Screening at The 52nd New York Film Festival: Sept. 27, 6:00 pm ET (Alice Tully Hall); Sept. 28, 6:00 pm ET (Walter Reade Theater).
The fierce battles between British soldiers, the IRA, and other armed warriors in 1971 turned the streets of Belfast into a dangerous war zone. Gary Hook (Jack O'Connell), a teenage orphan, is a new British army recruit in training. He and his comrades muster all their strength and energy as they undergo the rigors of training. But nothing prepares them for the shock of being immediately sent to the Northern Irish capital on an emergency peacekeeping mission. The Corporal tells them they will only be staying in the city "til one of the Paddies shoots you."
During a messy and very violent encounter with a crowd of rioting Belfast citizens, Hook and his unit must flee. When a fellow soldier is shot in the head, he has no choice but to run for his life. An armed gang of provisional militia chase him through the streets as he dodges bullets and the Molotov cocktails exploding around him.
Luckily, he is taken in by a tough boy (Corey McKinley) from the UDA (Protestant paramilitary). His promise to take Hook back to his platoon is shattered by an accidental bomb explosion. Two Catholics, Eamon (Richard Dormer) and his daughter Brigid (Charlie Murphy), save Hook's life after he's seriously wounded in the explosion. But despite his wound, he must flee again after learning he is the target of two IRA members (David Wilmot and Killian Scott) in a struggle for power within the organization.
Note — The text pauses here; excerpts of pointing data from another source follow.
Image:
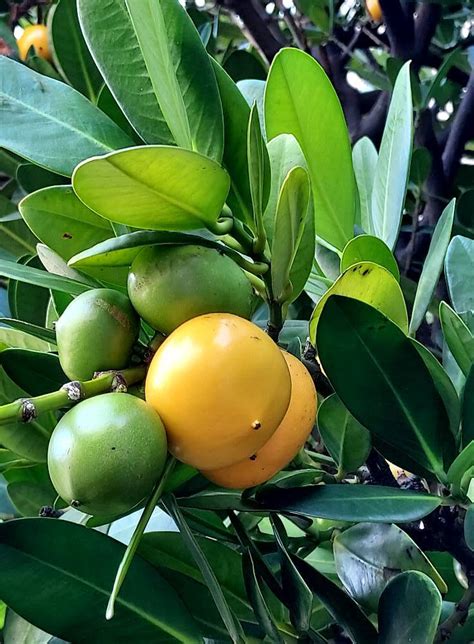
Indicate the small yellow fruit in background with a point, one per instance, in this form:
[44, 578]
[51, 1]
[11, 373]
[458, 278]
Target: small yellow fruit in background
[35, 36]
[221, 387]
[285, 443]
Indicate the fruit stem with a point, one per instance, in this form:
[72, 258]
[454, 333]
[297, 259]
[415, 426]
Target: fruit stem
[27, 409]
[137, 535]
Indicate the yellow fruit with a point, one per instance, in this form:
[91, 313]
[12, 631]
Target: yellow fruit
[221, 387]
[374, 10]
[34, 36]
[285, 443]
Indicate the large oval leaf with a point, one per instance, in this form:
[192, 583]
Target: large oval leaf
[369, 283]
[70, 52]
[156, 187]
[367, 556]
[62, 222]
[411, 604]
[39, 109]
[383, 381]
[373, 503]
[80, 569]
[300, 100]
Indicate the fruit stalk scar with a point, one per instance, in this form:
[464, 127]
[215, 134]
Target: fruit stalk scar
[26, 410]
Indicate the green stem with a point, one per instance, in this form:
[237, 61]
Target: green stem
[26, 409]
[137, 535]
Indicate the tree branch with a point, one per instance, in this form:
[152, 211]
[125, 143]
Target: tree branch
[462, 130]
[400, 28]
[268, 39]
'71 marks the debut of Yann Demange as a feature film director. It is a riveting film that vividly conveys the senseless carnage and ruthless hatreds that animate parties on all sides in the Northern Ireland conflict. Sometimes it is hard to keep straight all the military players in the chase but screenplay writer Gregory Burke makes the point that they all are zealous believers in the redemptive power of revenge. It is easy to identify with Jack O'Connell's British soldier as he struggles to survive one adversity after another.